Элеонора гнусно заулыбалась.
— Не думаю, что вам удастся найти хоть что-нибудь приличное в этом районе… Тем более — за такие деньги, как вы мне платили. Ты, наверное, не знаешь, что недавно муниципалитет принял положение — категорически запретить сдавать в аренду квартиры и дома разным грязным шлюхам…
Финн перебила хозяйку довольно резко:
— Чем я занимаюсь, чем зарабатываю себе на кусок хлеба — это мое частное дело… На мне, в конце-то концов, не написано…
Миссис Лафарг разразилась отвратительным мелким смешком:
— Ха-ха-ха! Это на тебе-то не написано?

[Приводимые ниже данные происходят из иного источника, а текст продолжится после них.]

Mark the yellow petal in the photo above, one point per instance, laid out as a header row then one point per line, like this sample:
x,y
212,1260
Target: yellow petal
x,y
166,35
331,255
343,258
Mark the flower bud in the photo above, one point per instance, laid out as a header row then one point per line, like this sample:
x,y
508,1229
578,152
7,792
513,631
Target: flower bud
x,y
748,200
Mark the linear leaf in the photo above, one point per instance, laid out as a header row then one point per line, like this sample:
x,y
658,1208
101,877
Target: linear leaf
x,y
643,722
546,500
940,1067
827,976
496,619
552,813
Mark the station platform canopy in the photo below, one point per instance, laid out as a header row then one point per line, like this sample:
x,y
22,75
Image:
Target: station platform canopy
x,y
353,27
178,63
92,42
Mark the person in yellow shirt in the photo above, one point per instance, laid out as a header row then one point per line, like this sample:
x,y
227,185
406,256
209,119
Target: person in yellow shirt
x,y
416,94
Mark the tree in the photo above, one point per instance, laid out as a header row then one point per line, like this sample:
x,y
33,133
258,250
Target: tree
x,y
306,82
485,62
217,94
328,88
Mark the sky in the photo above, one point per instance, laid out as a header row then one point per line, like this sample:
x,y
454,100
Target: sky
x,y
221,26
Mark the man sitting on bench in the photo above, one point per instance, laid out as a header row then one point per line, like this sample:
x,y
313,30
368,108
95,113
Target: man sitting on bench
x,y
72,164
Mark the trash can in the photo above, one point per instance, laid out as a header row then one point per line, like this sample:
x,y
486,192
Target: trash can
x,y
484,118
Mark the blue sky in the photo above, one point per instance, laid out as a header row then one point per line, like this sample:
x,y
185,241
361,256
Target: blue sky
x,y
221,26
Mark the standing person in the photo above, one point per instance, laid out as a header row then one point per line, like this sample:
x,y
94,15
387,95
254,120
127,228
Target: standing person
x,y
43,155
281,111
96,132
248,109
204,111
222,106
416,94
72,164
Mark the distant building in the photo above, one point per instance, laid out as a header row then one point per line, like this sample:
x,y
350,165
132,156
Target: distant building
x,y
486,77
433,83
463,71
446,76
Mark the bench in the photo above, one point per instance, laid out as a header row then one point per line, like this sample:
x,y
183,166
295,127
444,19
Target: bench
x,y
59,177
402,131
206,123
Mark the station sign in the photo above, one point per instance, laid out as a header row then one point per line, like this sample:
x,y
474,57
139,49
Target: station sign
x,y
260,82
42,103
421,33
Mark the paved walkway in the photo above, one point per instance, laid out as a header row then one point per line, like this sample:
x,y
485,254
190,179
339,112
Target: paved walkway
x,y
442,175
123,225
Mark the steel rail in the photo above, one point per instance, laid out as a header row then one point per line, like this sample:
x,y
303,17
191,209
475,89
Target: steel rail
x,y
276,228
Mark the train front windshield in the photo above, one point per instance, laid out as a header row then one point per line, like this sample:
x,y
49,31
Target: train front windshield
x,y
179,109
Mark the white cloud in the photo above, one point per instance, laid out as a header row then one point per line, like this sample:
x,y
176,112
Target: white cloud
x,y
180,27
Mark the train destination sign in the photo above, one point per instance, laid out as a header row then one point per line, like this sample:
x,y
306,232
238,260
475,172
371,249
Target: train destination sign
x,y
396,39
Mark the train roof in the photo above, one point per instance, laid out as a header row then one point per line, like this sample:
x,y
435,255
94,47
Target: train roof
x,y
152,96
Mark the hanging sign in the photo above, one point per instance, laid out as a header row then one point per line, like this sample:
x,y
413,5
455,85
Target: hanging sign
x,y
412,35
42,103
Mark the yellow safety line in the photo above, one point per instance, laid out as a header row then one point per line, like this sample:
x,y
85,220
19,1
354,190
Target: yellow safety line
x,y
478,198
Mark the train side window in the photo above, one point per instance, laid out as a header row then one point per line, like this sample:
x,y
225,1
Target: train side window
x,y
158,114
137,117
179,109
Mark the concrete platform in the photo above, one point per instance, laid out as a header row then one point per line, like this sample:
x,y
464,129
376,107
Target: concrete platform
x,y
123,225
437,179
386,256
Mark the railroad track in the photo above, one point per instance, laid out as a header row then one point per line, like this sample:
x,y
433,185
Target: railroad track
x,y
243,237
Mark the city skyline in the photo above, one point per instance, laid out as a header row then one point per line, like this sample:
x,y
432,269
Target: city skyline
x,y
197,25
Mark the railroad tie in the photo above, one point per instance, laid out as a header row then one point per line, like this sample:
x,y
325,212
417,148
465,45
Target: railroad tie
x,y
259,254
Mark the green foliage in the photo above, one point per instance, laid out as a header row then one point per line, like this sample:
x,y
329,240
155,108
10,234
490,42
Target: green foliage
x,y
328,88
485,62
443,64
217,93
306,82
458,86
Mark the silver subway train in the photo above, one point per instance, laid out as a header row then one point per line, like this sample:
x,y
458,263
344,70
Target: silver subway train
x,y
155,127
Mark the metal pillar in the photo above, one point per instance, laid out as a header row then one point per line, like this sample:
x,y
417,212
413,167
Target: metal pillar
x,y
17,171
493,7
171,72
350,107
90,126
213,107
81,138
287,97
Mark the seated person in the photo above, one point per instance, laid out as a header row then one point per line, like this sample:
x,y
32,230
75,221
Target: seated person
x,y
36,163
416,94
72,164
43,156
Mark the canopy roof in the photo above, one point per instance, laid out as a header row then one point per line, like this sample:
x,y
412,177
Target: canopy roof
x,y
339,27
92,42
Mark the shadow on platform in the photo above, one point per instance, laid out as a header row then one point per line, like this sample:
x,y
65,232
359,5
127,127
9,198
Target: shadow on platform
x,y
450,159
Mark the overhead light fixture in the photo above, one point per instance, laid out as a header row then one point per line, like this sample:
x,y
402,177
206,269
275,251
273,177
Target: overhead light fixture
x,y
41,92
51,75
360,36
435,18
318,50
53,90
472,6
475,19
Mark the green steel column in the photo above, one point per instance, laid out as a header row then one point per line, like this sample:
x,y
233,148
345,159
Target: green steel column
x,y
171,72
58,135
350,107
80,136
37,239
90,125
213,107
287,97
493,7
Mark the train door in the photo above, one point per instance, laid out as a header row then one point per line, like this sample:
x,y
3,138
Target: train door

Да ведь тут все знают, кто ты такая… Ты и твоя подружка — вы просто грязные помойные потаскухи…
Резко поднявшись со своего места, Анетта резко указала на дверь:
— Вон отсюда!
Элеонора ожидала от своей квартирантки чего угодно, только не этого.
— Что? — непонимающе заморгала она на Анетту. — Что ты сказала?
Анетта повторила, но только на этот раз — более спокойно:
— Пошла вон… — девушка ненавидяще прищурилась. — Я говорю — вон отсюда!
Элеонора медленно поднялась с табуретки.
— Это… это ты меня отсюда выгоняешь? — наконец-то до нее дошел смысл слов девушки.
Продолжая указывать в сторону прихожей рукой, Анетта еще раз повторила:
— Вон отсюда! — негодование девушки было столь велико, что она, схватив со стола огромный кухонный нож с костяной рукояткой, сделала по направлению к миссис Лафарг несколько шагов.
Та, пугливо посмотрев на девушку — а весь ее вид красноречиво говорил, что она готова прибегнуть к самым что ни на есть решительным мерам — попятилась по направлению к прихожей.
— Хорошо, хорошо, — пробормотала миссис Лафарг, не сводя взгляда с острия ножа, — хорошо, я уйду, я уйду… — она была уже в прихожей. — Но знай, что не пройдет и нескольких часов, как тут появятся полицейские… Я тебя посажу!
Анетта прищурилась.
— Полицейские? Вот и прекрасно!
Квартирная хозяйка начала судорожно открывать дверь — руки ее тряслись, она никак не могла сообразить, в какую сторону повернуть рукоять замка.
Анетта, медленно наступая на Элеонору Лафарг с занесенным ножом, в тон квартирной хозяйке произнесла, глядя той прямо в глаза:
— Полиция? Да? Что ж, пусть будет полиция… Очень хорошо… И что же она мне может такого сделать, эта полиция?
Наконец миссис Лафарг справилась с дверным замком и выскочила из прихожей.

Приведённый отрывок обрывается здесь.